A) Comparison of fluorescent intensities of CD11c-eYFP follicles in Peyer’s patches of mouse ileum following different fixative conditions (n = 4–5 follicles per condition, two-way ANOVA followed by Tukey test, *p-value ≤ 0.05, **p-value ≤ 0.01) and captured by stereomicroscopy. B) 3D whole-mount projection of a brain from 16 weeks old mouse expressing CD11c-eYFP which was decolorized, delipidated, applied in refractive index matching solution followed by imaging with light sheet microscopy. C) 500-micron coronal projection from whole brain of CD11c-eYFP from (B). White arrow points to a CD11c-positive neuron. D) 3D whole-mount projection of a brain from ChAT-CreER × TdTomato^fl/fl mouse injected retro-orbitally with Lectin-Dylight649 to label vasculature. E) Extended display near ventricle from d displaying preservation of fine dendrites from neurons. F) Whole mount projection of Lyve1CreER × TdTomato^fl/fl mouse injected with i.v. with Lectin-Dylight649 and CD31-Alexa Fluor647. G and H) Extended display displaying skull channels. Asterisk depicts consecutive skull channels emanating across skull to leptomeninges. I) A graphical depiction of the relationship between depth of light penetration in intact mouse brains and skull imaged using light-sheet microscopy compared with the reported times in the literature for other protocols listed on the graph or the 7-day time frame determined here for ADAPT-3D.

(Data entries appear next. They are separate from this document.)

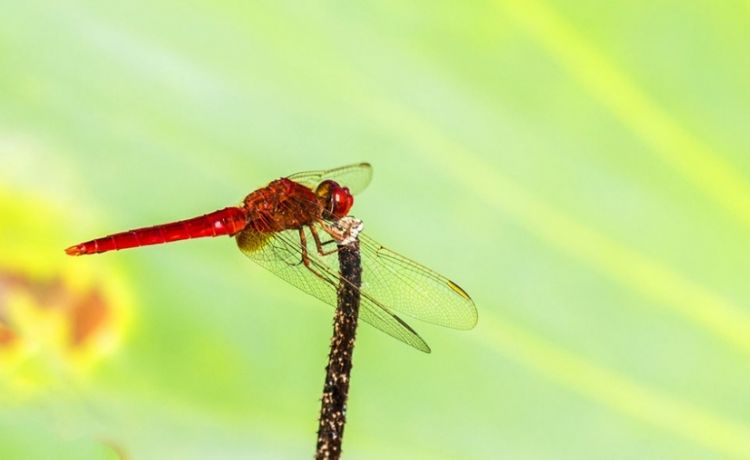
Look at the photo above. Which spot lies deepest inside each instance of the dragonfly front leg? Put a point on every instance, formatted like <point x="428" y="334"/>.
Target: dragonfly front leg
<point x="306" y="256"/>
<point x="319" y="245"/>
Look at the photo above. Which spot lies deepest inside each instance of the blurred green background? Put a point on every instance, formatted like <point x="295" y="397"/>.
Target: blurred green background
<point x="580" y="167"/>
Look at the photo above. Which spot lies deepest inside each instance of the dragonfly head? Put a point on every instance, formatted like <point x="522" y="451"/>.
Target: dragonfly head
<point x="335" y="200"/>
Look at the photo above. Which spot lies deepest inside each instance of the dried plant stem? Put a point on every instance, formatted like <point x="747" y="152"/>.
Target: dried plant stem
<point x="336" y="388"/>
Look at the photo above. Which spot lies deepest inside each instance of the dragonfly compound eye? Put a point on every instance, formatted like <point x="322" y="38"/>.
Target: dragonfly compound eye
<point x="337" y="200"/>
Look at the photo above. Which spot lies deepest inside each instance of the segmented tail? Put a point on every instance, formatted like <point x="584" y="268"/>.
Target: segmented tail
<point x="227" y="221"/>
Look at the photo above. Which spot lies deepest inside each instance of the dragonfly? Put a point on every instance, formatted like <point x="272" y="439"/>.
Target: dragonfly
<point x="288" y="226"/>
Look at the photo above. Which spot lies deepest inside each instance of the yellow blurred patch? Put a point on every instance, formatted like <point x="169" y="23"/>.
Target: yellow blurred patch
<point x="57" y="318"/>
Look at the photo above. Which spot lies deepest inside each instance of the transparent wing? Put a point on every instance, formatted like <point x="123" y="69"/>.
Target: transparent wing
<point x="281" y="254"/>
<point x="357" y="177"/>
<point x="408" y="288"/>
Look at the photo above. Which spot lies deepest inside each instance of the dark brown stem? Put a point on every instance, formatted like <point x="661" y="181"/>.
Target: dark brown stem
<point x="336" y="388"/>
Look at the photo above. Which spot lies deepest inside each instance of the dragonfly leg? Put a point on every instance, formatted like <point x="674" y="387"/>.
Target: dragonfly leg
<point x="306" y="256"/>
<point x="319" y="245"/>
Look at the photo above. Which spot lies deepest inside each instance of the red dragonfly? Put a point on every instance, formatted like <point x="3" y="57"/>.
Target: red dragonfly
<point x="282" y="227"/>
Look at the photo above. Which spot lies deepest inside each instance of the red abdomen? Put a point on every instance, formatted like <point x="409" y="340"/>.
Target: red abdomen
<point x="227" y="221"/>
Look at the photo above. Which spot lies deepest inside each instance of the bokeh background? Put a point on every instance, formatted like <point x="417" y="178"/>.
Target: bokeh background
<point x="580" y="167"/>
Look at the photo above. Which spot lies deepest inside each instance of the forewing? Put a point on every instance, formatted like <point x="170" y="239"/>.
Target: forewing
<point x="281" y="254"/>
<point x="408" y="288"/>
<point x="357" y="177"/>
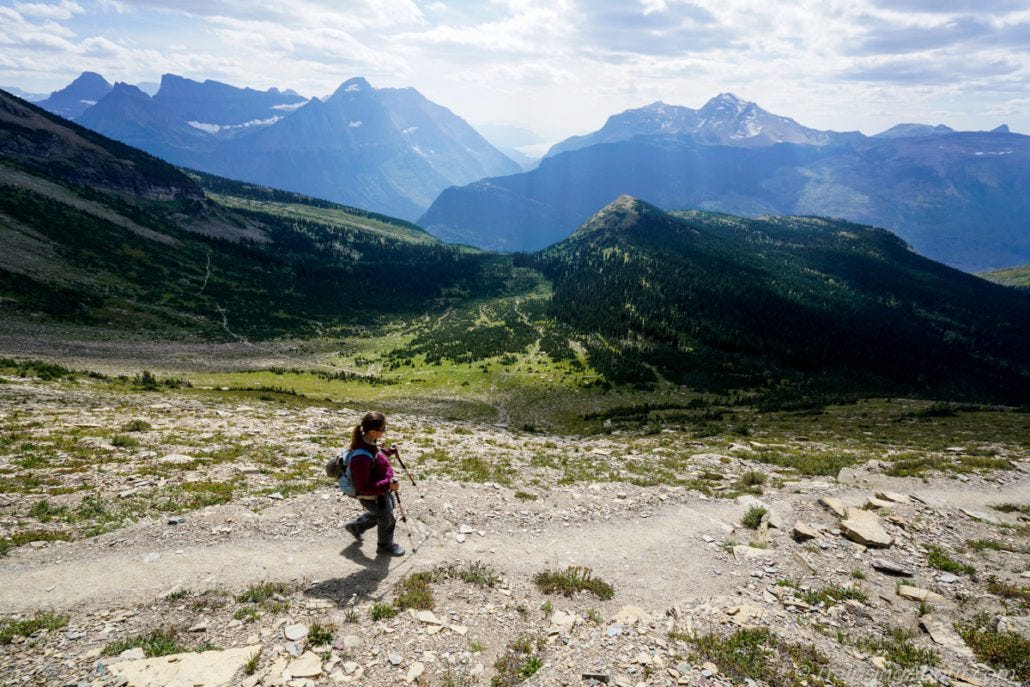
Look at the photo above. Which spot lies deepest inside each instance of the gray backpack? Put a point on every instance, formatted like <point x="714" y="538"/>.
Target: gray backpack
<point x="339" y="469"/>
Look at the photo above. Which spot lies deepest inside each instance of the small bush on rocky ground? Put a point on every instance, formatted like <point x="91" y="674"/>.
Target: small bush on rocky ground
<point x="415" y="592"/>
<point x="1001" y="650"/>
<point x="895" y="646"/>
<point x="753" y="517"/>
<point x="161" y="642"/>
<point x="1009" y="591"/>
<point x="573" y="579"/>
<point x="757" y="654"/>
<point x="269" y="595"/>
<point x="9" y="628"/>
<point x="519" y="662"/>
<point x="251" y="665"/>
<point x="381" y="611"/>
<point x="832" y="594"/>
<point x="476" y="573"/>
<point x="319" y="633"/>
<point x="937" y="558"/>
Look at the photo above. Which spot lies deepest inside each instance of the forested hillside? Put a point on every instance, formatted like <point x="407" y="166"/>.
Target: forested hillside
<point x="721" y="302"/>
<point x="99" y="233"/>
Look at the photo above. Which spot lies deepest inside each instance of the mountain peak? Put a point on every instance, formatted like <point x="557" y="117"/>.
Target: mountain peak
<point x="91" y="80"/>
<point x="353" y="84"/>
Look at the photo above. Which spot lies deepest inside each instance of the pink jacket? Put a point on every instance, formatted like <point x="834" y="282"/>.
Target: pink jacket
<point x="371" y="476"/>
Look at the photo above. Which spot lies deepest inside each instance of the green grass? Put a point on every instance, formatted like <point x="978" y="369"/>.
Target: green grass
<point x="832" y="594"/>
<point x="414" y="592"/>
<point x="271" y="596"/>
<point x="9" y="627"/>
<point x="476" y="573"/>
<point x="572" y="580"/>
<point x="319" y="634"/>
<point x="753" y="517"/>
<point x="380" y="611"/>
<point x="937" y="558"/>
<point x="757" y="654"/>
<point x="161" y="642"/>
<point x="1009" y="591"/>
<point x="1006" y="651"/>
<point x="896" y="646"/>
<point x="518" y="662"/>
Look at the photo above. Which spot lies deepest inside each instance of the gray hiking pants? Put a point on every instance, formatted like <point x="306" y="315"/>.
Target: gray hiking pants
<point x="378" y="512"/>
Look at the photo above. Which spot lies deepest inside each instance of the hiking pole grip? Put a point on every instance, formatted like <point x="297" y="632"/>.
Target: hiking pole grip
<point x="397" y="453"/>
<point x="396" y="495"/>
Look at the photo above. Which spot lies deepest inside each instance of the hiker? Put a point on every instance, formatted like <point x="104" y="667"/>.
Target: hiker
<point x="374" y="483"/>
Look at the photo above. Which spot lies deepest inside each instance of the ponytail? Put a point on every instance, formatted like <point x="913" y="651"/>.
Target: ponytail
<point x="370" y="422"/>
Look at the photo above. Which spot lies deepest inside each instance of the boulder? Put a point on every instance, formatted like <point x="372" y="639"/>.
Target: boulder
<point x="209" y="668"/>
<point x="917" y="594"/>
<point x="941" y="631"/>
<point x="308" y="665"/>
<point x="803" y="533"/>
<point x="834" y="505"/>
<point x="865" y="528"/>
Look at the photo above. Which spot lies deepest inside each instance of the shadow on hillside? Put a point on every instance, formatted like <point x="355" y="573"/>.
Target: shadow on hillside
<point x="363" y="583"/>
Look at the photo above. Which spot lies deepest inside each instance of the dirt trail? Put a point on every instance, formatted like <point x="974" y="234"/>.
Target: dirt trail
<point x="652" y="556"/>
<point x="661" y="555"/>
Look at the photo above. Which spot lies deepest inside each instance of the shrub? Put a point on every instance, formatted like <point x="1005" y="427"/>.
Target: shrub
<point x="381" y="611"/>
<point x="319" y="633"/>
<point x="161" y="642"/>
<point x="937" y="558"/>
<point x="573" y="579"/>
<point x="9" y="628"/>
<point x="415" y="592"/>
<point x="1001" y="650"/>
<point x="753" y="517"/>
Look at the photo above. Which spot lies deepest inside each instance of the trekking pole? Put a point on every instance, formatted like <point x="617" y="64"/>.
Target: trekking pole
<point x="400" y="507"/>
<point x="397" y="452"/>
<point x="404" y="518"/>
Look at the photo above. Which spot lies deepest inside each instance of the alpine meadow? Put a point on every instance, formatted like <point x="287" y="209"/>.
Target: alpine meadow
<point x="323" y="384"/>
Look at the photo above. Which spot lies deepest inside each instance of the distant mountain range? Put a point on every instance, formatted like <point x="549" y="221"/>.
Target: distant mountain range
<point x="388" y="150"/>
<point x="715" y="301"/>
<point x="791" y="309"/>
<point x="962" y="198"/>
<point x="101" y="234"/>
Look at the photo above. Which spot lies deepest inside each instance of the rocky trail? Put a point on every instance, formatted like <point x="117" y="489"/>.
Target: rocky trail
<point x="678" y="561"/>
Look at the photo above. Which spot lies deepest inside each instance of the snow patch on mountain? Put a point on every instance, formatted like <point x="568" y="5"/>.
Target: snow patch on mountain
<point x="216" y="128"/>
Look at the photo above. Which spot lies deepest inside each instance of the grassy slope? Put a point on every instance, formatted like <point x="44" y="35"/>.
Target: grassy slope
<point x="1013" y="276"/>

Figure 3. Effect of ADAPT-3D on finicky antigens and compatibility with deep immunolabeling.

A) Maximum intensity projections of tight junctions (arachnoid barrier: occludin in red and claudin-11 in green, endothelial-cell specific: claudin-5 in grey) found in leptomeninges from mouse imaged by confocal microscopy. B) Extended display showing en face and z-side projections of mouse ileum that was immunolabeled with alpha smooth muscle actin (yellow), lymphatic vasculature (LYVE-1, magenta), myeloid cells (S100A9, cyan), and nuclei (DAPI, grey) followed by imaging with confocal microscopy. C) Extended display showing en face and z-side projections of ileum from a 16-week-old mouse that expresses Tnf^ΔARE, a model of ileitis. D) Extended display showing en face, z-side, and 3D projections of fixed human ileum applied with decolorization, delipidation, immunolabeling with CD163 (green), IBA1 (red), and nuclei (DAPI, grey) followed by refractive index matching.